Every other tweet/blog post/video makes hard opinions about stuff.
“Always Do X!”
“Never do Y!”
“Only stupid people do Z in 2023!”
As you can probably tell, most of the time these claims are sort of right at the best of times, and blatantly wrong at the worst case. The reason for that is mostly, because, well, it depends. Sometimes they might be great advice, sometimes they might be horrible.
Testing is one such domain where there seems to be a lot of commandments, and I’d like to present a different viewpoint on some of them (while reinforcing others):
Has your PR ever been rejected due to reduced test coverage spat out by some automated metric tool? That’s definitely been the case for me. Now per se, this is a solid rule to stick to. There are however some cases, where it’s justifiable - ex. when you’re covering this feature set already with a different set of tests.
Instead of thinking about coverage in terms of the percentage of code paths covered, we should rank it based on importance and impact.
Having test coverage for a process that bills customer’s credit cards is pretty damn important. The same cannot be said for the position of a label on a screen.
Personal story:
I once was at a company that ran a billing process at the end of the year. A cron job would kick in to generate payment documents and upload these to the bank servers, which would then deduct payments from customer’s bank accounts.
There was a bug in this process, resulting in documents getting generated with an invalid year. The result was that customers were billed for the previous year, not the current one, resulting in thousands of people getting charged incorrectly (who might have no longer been customers).
The best part? This has happened for 2 years in a row.
Validate your critical business processes. The rest is a cherry on top.
If you’ve heard the term “support matrix” you probably know where this is going. If your product is supported on Mac, Linux and Windows you need to test it on Mac, Linux and Windows. As simple as that. Not doing so is a recipe for having more critical escalations in the middle of the night.
If you’re building enterprise-level software, it’s more likely than not that a support matrix is a thing. Ideally, you should be setting up environments (in an automated way!) for each and every combination in that matrix. In practice, it might be an overkill and sometimes you can cover multiple cases with a single environment.
You don’t have to do this on every CI run. Once a week, heck, even once a month is fine too. Chances are you’re most likely not doing Continuous Delivery, so as long you do this regularly before shipping stuff, you’re in a good spot.
Bottom line: Test every configuration that you support (even if sparingly)
In the age of microservices, we’re doing more API calls than ever.
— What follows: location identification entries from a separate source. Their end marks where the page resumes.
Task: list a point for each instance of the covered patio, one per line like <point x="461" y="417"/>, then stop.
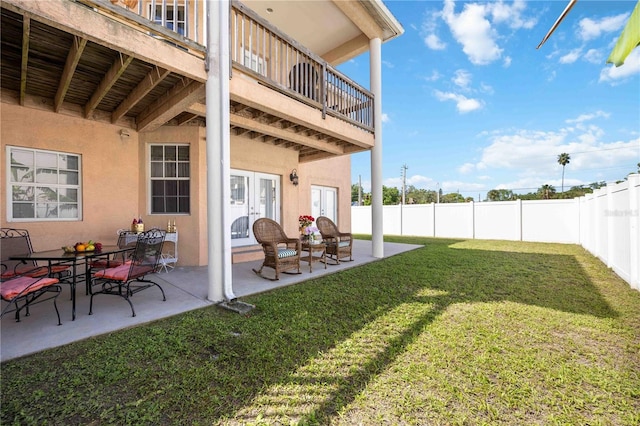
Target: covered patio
<point x="186" y="289"/>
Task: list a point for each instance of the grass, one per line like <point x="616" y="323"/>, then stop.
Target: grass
<point x="455" y="333"/>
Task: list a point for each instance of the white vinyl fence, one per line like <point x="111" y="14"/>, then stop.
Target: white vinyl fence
<point x="606" y="223"/>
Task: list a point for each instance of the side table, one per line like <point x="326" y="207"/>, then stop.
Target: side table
<point x="314" y="248"/>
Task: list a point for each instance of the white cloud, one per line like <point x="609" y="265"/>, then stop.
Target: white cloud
<point x="463" y="104"/>
<point x="473" y="31"/>
<point x="570" y="57"/>
<point x="631" y="66"/>
<point x="462" y="78"/>
<point x="534" y="153"/>
<point x="433" y="42"/>
<point x="590" y="29"/>
<point x="466" y="168"/>
<point x="435" y="75"/>
<point x="587" y="117"/>
<point x="594" y="56"/>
This of course means that there’s more and more “black boxes” integrated into our systems, which we cannot validate or abstract over properly during testing.
We’ve come to accept mocking servers and responses as a valid solution to this problem.
The list of issues with mocking is long and extensive:
Instead of mocking, call real services whenever possible. Whenever you want to add test coverage for complex service calls, aim to do this on the end-to-end level. This is especially true for things like Kubernetes API calls or a services developed by different teams at your company, while less so for established, well known external APIs (i.e. Stripe)
A Smoke test is the most important test there is. If you’re going to write just a single test for an application, make it a smoke test. Why? Because it answers the fundamental question we need to answer when creating software:
Does this even work?
No other type of test is more valuable. Having 80% unit test coverage is useless if you find out that the application server is not going up due to a botched dependency upgrade.
Do smoke testing.
There are times when TDD is very useful, but your mileage will vary a lot.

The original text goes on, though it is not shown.